Starting this week, many businesses in the state will be able to make tax payments on a variety of sales, as well as employee withholding and public utility taxes with Bitcoin.

"We are proud to make Ohio the first state in the nation to accept tax payments via cryptocurrency," said Ohio Treasurer Josh Mandel in a press release.

"We're doing this to provide Ohioans more options and ease in paying their taxes and also to project Ohio's leadership in embracing blockchain technology."

Companies interested in using the new system will have to register with the state's Treasurer's office through OhioCrypto.com, a portal that will take each payment and convert the virtual currency to actual dollars before being deposited into a state account, the press release said.

The state will use BitPay, a cryptocurrency global payment system, to complete the process.

BitPay will keep the Treasurer's office from holding or using Bitcoins, and it will allow blockchain technology to create more transparency in transactions.

The system will reduce risk and identity fraud, and let payments be made quickly from anywhere, said Stephen Pair, BitPay co-founder and CEO.

Any business that operates in Ohio -- even if not based there -- will be able to use the portal to pay up to 23 taxes, including those on cigarettes and tobacco products, with a small feel to confirm transaction.

In 2014, the state launched OhioCheckbook.com to share spending information. In the new portal, anyone in the blockchain network will be able to view all the transactions made, the press release said.

For now, taxpayers will be able to use only Bitcoin, but the Treasurer's office said it might allow other cryptocurrencies later.

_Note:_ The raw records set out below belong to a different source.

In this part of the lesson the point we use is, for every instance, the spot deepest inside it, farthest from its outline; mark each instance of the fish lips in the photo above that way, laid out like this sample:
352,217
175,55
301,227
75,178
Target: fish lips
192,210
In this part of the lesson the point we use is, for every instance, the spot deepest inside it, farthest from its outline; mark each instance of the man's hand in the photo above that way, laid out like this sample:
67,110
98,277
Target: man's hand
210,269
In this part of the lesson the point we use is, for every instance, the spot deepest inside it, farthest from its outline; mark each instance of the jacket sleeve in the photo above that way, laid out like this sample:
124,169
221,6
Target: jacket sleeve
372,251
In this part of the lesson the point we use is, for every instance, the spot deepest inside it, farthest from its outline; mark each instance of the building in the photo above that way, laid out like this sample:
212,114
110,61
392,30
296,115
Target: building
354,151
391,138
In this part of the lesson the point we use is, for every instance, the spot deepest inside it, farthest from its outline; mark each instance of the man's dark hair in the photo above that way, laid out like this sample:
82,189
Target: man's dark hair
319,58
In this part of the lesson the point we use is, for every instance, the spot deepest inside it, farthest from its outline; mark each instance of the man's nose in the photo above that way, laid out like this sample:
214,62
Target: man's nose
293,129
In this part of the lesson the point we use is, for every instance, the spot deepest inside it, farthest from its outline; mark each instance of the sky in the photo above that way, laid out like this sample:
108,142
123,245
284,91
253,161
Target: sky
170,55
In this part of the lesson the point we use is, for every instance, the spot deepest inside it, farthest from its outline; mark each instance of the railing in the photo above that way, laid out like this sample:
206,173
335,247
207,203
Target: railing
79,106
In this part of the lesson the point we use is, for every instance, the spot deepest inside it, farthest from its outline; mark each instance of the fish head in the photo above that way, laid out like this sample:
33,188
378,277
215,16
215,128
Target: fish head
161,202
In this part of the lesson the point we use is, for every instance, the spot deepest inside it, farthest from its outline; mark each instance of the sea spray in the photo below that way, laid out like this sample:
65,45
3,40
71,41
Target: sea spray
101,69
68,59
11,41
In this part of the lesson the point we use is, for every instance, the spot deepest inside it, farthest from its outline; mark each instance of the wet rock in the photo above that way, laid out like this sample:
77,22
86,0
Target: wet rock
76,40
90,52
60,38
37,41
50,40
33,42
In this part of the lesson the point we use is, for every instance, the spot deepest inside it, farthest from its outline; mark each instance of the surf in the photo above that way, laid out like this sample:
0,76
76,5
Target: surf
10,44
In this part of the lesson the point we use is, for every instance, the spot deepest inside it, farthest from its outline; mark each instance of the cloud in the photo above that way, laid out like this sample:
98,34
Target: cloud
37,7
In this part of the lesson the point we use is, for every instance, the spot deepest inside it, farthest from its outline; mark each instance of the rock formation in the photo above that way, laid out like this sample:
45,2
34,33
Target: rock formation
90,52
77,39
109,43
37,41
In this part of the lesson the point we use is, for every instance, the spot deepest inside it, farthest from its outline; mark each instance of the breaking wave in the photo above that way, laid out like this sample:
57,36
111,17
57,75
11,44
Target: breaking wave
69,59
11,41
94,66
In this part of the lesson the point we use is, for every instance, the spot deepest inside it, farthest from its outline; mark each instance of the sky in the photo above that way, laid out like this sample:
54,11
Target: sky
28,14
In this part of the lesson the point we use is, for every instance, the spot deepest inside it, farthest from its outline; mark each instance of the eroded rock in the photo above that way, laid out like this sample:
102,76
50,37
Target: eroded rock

It still will accept checks, money orders, credit and debit cards.

The price of Bitcoin slipped below $4,000 on Sunday. The state addressed cryptocurrency's volatility on the new portal.

"BitPay sets the exchange rate for a 15 minute allotted time window for each transaction once a business taxpayer begins to make their payment at OhioCrypto.com," the site states. "BitPay assumes the risk of any market fluctuations during the allotted time window."